Here are the resulting fits:

``````plot(dat\$z, dat\$y, col = 'grey80', type = 'l', lwd = 1, xlab = "years", ylab = "Abundance", las = 1)

lines(dat\$z, m1\$summary.fitted.values\$mean, col = "skyblue", lwd = 2)
lines(dat\$z, m2\$summary.fitted.values\$mean, col = "steelblue", lwd = 2)
lines(dat\$z, m3\$summary.fitted.values\$mean, col = "darkblue", lwd = 2)

legend('topright', legend = c("data", "theta1 = 0.01", "theta1 = 0.05", "theta1 = 1"),
lty = 1, col = c("grey80", "skyblue", "steelblue", "darkblue"), lwd = 2)
`````` The exact value to use for theta1 will vary depending on our data. If
the data are more informative (e.g. a longer time-series) we will have
to use a smaller value to create a smoother fit.
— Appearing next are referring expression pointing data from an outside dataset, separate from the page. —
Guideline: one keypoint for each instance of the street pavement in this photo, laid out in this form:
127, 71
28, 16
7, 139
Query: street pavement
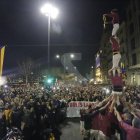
71, 129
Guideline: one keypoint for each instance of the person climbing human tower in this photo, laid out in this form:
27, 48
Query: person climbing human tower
115, 20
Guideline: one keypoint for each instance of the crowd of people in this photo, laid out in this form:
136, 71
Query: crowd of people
117, 117
33, 111
38, 114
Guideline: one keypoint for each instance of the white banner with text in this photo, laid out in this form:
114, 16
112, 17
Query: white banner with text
74, 107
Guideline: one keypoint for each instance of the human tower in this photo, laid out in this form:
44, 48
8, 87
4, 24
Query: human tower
114, 72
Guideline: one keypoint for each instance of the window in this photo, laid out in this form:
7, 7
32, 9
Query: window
134, 6
138, 4
131, 28
134, 59
133, 44
139, 20
130, 14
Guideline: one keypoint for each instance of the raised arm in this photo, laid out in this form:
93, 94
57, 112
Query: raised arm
117, 114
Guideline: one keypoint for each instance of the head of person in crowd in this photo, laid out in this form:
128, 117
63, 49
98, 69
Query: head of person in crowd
136, 122
114, 11
127, 117
120, 108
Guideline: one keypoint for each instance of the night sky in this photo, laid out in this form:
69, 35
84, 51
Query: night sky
78, 28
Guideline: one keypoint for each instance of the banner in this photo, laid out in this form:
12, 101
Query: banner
74, 107
2, 50
97, 61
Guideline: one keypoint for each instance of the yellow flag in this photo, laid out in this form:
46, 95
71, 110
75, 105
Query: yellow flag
2, 50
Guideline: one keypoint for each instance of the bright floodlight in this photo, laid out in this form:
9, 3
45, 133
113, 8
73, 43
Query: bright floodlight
57, 56
72, 56
49, 10
3, 81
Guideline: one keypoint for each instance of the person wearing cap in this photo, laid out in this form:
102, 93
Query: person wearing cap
129, 125
115, 20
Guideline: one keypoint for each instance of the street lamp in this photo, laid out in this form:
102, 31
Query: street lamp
51, 12
72, 55
57, 56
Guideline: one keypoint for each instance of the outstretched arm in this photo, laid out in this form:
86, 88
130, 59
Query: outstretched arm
117, 114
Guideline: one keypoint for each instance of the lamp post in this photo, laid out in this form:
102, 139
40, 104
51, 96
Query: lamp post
51, 12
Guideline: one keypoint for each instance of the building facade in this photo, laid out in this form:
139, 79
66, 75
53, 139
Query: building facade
133, 41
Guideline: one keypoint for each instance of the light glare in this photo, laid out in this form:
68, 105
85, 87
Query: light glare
49, 10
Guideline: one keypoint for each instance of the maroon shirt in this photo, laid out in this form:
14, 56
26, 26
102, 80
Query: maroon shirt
131, 132
114, 16
117, 80
102, 123
115, 44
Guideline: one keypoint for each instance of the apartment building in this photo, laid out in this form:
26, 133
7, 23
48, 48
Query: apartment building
133, 41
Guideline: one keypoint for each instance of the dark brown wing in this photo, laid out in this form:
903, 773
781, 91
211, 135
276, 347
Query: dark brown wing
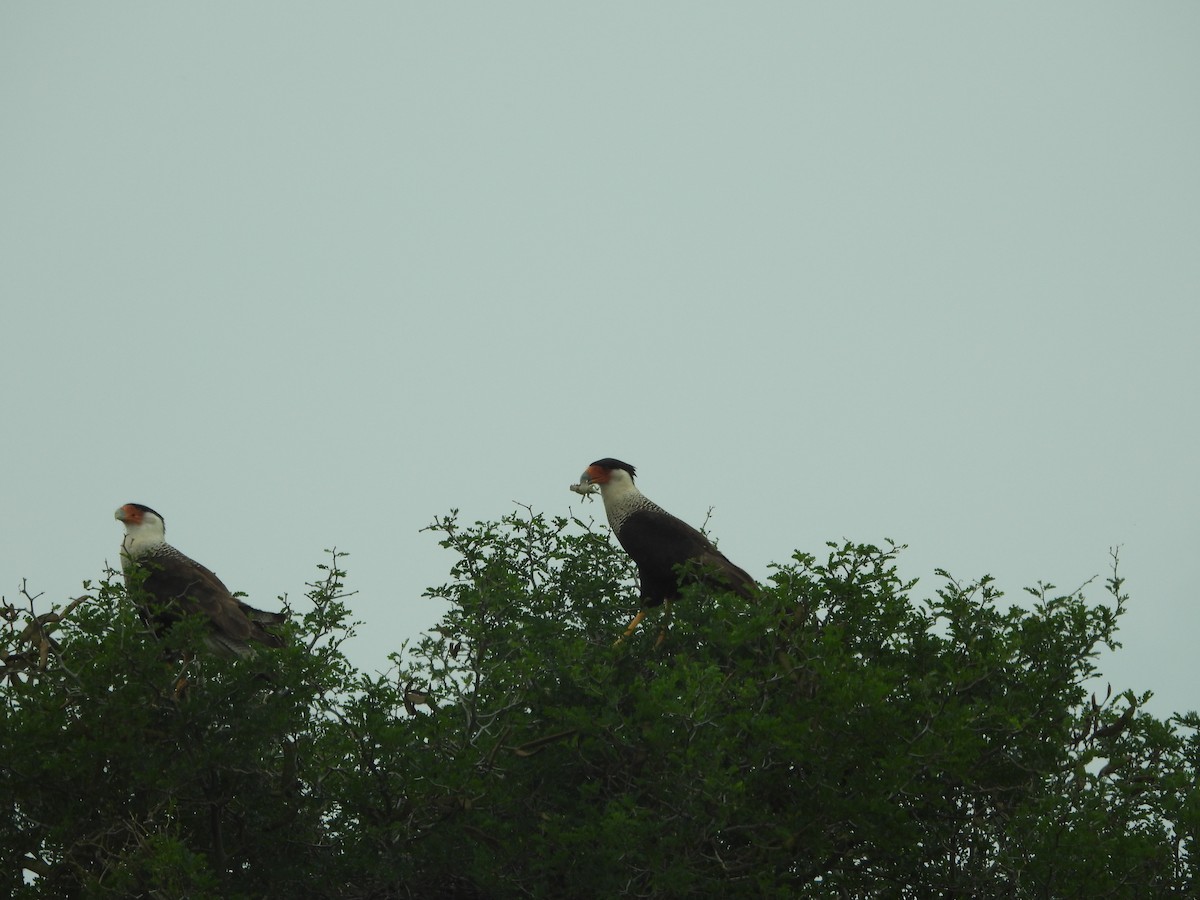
178, 586
658, 543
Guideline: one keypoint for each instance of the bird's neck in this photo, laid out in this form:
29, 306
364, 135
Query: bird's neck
623, 499
141, 541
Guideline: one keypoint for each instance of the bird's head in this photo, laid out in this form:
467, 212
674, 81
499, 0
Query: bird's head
143, 528
609, 474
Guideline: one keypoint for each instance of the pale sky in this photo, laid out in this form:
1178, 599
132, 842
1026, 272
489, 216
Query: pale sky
309, 275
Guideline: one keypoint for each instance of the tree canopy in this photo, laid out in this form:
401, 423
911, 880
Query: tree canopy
840, 737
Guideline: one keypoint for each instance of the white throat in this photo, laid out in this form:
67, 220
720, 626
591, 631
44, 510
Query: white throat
621, 498
141, 538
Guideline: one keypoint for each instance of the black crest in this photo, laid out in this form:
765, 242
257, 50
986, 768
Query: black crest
610, 463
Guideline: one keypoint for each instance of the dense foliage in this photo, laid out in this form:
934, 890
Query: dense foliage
837, 738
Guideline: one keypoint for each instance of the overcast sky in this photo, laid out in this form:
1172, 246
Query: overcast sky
309, 275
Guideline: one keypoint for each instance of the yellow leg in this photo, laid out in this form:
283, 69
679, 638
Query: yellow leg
631, 627
666, 621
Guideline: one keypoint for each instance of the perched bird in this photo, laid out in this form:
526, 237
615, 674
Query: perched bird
175, 586
658, 543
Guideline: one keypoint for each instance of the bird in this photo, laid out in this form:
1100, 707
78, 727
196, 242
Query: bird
174, 586
659, 543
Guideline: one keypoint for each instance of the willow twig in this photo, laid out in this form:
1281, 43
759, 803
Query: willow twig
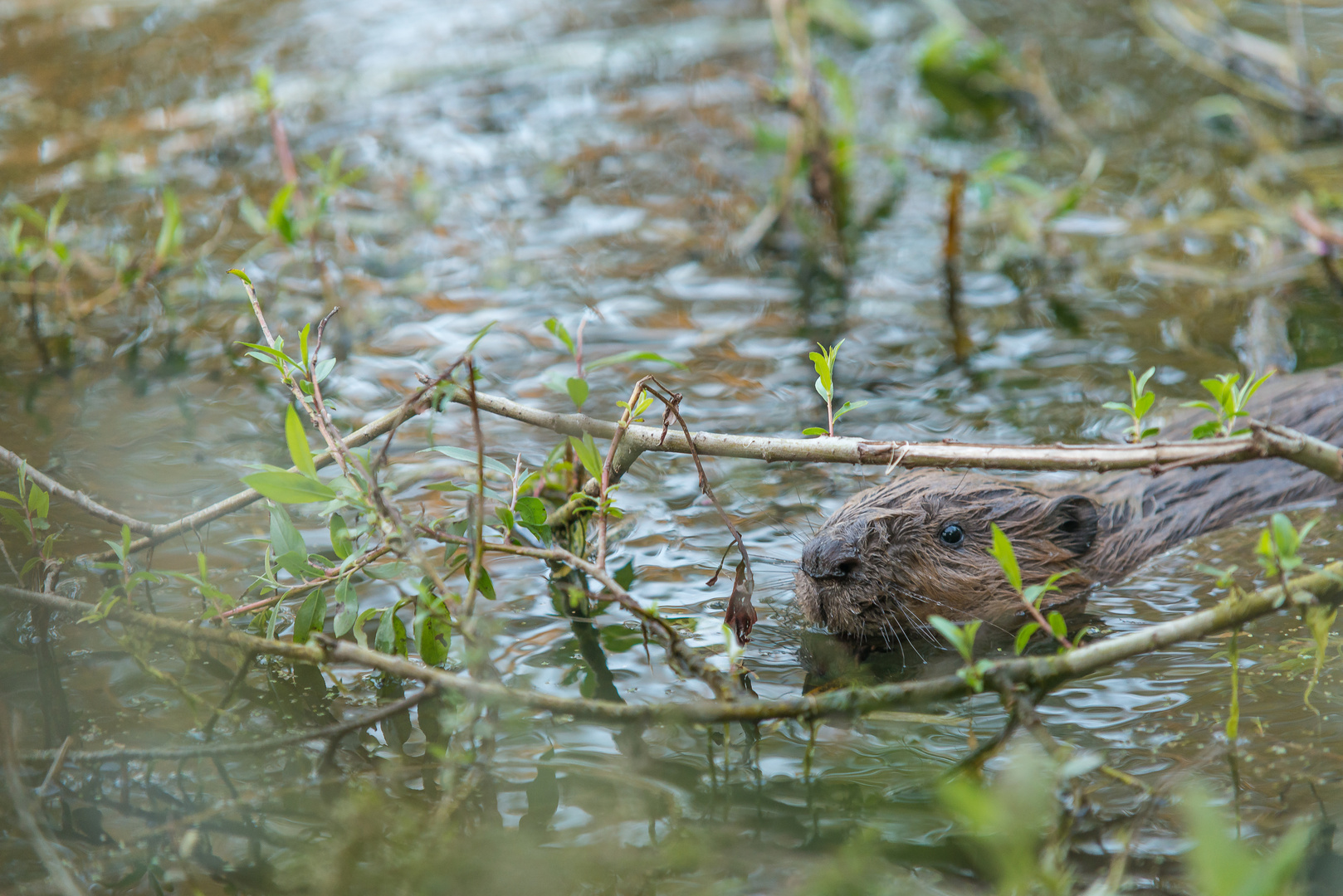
202, 751
1325, 586
1096, 458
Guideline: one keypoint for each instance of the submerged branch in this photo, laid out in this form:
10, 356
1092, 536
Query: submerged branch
1325, 587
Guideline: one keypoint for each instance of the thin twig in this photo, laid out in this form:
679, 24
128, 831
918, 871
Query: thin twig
477, 547
1325, 587
740, 616
299, 590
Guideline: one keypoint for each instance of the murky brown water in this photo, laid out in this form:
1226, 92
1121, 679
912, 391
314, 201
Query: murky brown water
525, 160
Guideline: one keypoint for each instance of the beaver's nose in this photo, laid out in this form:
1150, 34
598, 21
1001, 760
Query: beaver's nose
829, 558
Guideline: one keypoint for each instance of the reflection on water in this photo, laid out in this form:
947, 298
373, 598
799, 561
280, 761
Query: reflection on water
593, 162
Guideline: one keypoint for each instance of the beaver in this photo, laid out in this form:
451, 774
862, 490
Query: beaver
917, 546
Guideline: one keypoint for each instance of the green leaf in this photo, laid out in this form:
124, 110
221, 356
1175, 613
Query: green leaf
1206, 430
289, 488
849, 406
348, 607
1023, 635
168, 232
386, 637
530, 511
587, 455
282, 360
1057, 625
962, 640
432, 631
560, 334
1002, 551
13, 519
297, 441
323, 370
341, 544
360, 635
280, 206
623, 358
484, 585
39, 503
578, 390
471, 457
284, 535
310, 617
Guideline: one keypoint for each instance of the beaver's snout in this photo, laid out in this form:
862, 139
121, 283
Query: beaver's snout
919, 546
832, 555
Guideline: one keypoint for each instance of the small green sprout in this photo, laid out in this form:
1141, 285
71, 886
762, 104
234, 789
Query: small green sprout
1279, 544
825, 364
963, 640
1139, 402
576, 387
1032, 596
1228, 403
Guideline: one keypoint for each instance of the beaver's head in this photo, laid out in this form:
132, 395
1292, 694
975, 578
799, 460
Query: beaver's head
919, 546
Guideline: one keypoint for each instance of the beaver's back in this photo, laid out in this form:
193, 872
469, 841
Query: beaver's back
1145, 514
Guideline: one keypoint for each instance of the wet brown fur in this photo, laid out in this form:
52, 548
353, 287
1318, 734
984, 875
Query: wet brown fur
896, 571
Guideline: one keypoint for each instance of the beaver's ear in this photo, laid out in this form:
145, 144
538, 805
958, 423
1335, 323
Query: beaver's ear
1073, 520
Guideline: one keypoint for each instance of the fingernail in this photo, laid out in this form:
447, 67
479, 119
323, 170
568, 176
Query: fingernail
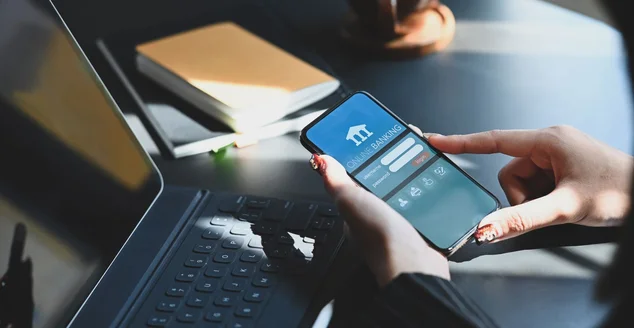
317, 164
487, 233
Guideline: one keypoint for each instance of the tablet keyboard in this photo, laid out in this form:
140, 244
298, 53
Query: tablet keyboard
245, 262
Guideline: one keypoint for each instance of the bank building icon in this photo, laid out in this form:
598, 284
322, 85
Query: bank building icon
358, 134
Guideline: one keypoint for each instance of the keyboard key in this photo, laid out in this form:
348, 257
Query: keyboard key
263, 280
300, 216
213, 233
158, 321
216, 315
168, 306
207, 286
315, 223
221, 220
285, 239
197, 300
318, 236
243, 270
280, 252
196, 261
265, 228
216, 271
278, 210
234, 284
177, 290
224, 257
225, 299
189, 316
270, 267
255, 242
187, 276
257, 203
250, 216
327, 224
245, 310
231, 204
251, 256
238, 323
204, 248
255, 295
241, 229
327, 210
233, 243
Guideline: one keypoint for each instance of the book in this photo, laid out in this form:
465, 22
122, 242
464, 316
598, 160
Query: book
233, 75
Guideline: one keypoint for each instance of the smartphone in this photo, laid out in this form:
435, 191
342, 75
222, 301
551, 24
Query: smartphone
383, 155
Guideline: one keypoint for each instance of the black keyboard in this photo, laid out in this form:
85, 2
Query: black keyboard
244, 262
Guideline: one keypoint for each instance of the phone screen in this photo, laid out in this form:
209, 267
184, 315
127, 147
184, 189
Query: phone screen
396, 164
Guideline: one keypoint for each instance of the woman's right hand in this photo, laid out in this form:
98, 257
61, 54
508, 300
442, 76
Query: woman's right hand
559, 175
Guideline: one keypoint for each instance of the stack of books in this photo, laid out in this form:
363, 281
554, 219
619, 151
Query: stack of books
253, 87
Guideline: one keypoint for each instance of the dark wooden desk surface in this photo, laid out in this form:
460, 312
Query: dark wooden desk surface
519, 64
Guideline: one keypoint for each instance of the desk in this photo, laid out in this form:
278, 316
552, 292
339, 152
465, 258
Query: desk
514, 64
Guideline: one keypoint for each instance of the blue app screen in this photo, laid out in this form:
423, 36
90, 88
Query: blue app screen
398, 166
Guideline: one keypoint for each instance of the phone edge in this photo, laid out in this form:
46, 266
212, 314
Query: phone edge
312, 148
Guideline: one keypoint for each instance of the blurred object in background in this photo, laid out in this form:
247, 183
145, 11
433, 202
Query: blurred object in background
399, 28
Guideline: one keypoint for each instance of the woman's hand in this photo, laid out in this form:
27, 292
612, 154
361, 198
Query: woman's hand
389, 243
559, 175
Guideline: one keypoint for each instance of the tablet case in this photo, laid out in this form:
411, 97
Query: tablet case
178, 128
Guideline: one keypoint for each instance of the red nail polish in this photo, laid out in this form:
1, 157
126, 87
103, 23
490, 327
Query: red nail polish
486, 234
317, 163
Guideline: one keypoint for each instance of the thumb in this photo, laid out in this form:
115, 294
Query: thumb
558, 207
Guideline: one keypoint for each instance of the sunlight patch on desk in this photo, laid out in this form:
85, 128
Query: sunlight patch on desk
537, 39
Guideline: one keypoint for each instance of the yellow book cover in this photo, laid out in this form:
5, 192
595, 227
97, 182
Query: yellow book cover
250, 80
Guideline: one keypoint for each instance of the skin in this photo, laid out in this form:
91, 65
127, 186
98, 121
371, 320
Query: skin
557, 175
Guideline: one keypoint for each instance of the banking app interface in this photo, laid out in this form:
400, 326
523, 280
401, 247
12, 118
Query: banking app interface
399, 167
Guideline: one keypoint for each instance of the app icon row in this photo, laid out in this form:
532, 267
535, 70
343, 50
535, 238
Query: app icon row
425, 183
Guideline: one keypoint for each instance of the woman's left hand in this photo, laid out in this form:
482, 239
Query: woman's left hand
390, 244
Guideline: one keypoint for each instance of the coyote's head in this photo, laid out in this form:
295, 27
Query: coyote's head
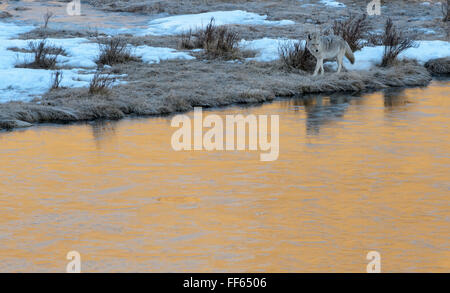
313, 42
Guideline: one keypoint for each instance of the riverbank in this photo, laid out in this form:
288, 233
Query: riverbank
178, 86
170, 78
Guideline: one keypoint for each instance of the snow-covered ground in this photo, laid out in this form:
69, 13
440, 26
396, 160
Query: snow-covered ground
178, 24
22, 84
267, 50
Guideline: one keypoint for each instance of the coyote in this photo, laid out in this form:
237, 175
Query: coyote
328, 47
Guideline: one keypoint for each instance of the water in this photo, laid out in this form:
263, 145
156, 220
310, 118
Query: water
354, 174
89, 19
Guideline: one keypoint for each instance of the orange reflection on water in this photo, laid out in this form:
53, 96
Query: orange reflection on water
354, 174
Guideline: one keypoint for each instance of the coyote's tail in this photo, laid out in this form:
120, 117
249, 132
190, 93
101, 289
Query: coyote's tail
349, 53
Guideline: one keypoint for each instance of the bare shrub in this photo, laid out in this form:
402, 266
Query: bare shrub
394, 43
47, 17
101, 83
45, 55
440, 66
446, 11
217, 41
294, 55
56, 78
352, 30
114, 51
375, 39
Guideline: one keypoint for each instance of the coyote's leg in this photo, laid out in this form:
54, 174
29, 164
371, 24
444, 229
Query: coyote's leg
317, 67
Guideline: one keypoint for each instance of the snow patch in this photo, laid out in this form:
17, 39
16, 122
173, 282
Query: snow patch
22, 84
332, 3
267, 48
178, 24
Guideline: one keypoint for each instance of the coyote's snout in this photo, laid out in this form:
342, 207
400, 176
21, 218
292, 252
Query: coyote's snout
328, 47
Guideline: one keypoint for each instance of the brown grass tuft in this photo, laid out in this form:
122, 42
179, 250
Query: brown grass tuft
394, 43
217, 41
56, 78
45, 55
294, 55
114, 51
440, 66
353, 30
100, 84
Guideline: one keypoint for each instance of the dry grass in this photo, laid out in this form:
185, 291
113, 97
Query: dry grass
394, 43
217, 41
178, 86
100, 84
44, 55
114, 51
294, 55
353, 30
5, 14
440, 66
446, 11
56, 78
47, 16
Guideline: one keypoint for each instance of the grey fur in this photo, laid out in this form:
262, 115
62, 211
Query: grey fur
328, 47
``````dat2 <- list(y = dat\$y[1:40], z = 1:40)
m4 <- inla(f2,family = "nbinomial", data  =  dat2,
control.predictor = list(compute = TRUE, link = 1)
)
plot(dat\$z, dat\$y, col = 'grey80', type = 'l', lwd = 1, xlab = "years", ylab = "Abundance", las = 1)

lines(dat\$z, m2\$summary.fitted.values\$mean, col = "skyblue", lwd = 2)
lines(dat2\$z, m4\$summary.fitted.values\$mean, col = "steelblue", lwd = 2)

legend('topright', legend = c("data", "theta1 = 0.05, 50 data points", "theta1 = 0.05, 40 data points"),
lty = 1, col = c("grey80", "skyblue", "steelblue"), lwd = 2)
`````` And that is pretty much it. I haven’t read how to choose the ‘optimal’
value of theta, but presumably one could do it with cross validation or
perhaps a model selection measure. Message me on
Twitter if you have seen an example
of doing this.

It is amazing to see how the use of priors in statistics has changed
since I first learned about Bayesian statistics. It used to be that you
would use informative priors only if you had strong prior beliefs about
a parameter estimate, such as from expert elicitation, or repeat
experiments. If you didn’t have strong prior beleifs, then the view (at
least amongst many ecologists) was that it was most cautious to use a
highly uninformative prior like the good old Winbugs gamma(0.01, 0.01)
prior that was used for precision parameters.

Now the experts are encouraging us to use weakly informative priors,
even when little prior evidence is available. The case being that too
broad a prior can slow computations and result in ridiculous results.
Consider the broad gamma(0.01, 0.01) prior: it amounts to giving equal
weight to a standard deviation of 1 as it does to an SD of 10000. The
end result is that this ‘uninformative prior’ can bias your estimates of
the SD to be too high.

As demonstrated here, another nice feature of informative priors is they
can be used to control ‘shrinkage’. Here by varying theta1 we could
shrink our model fit towards a base case model (e.g. a null hypothesis)

Introduction of Simpson et al. Penalized Complexity Priors
pub
. Other good general guidance can
be found on the STAN
wiki
.

There is clearly a lot more fun we can have by playing around with
priors. I anticipate that applied scientists, like my ecological
colleagues, will soon start paying much more attention to prior choice.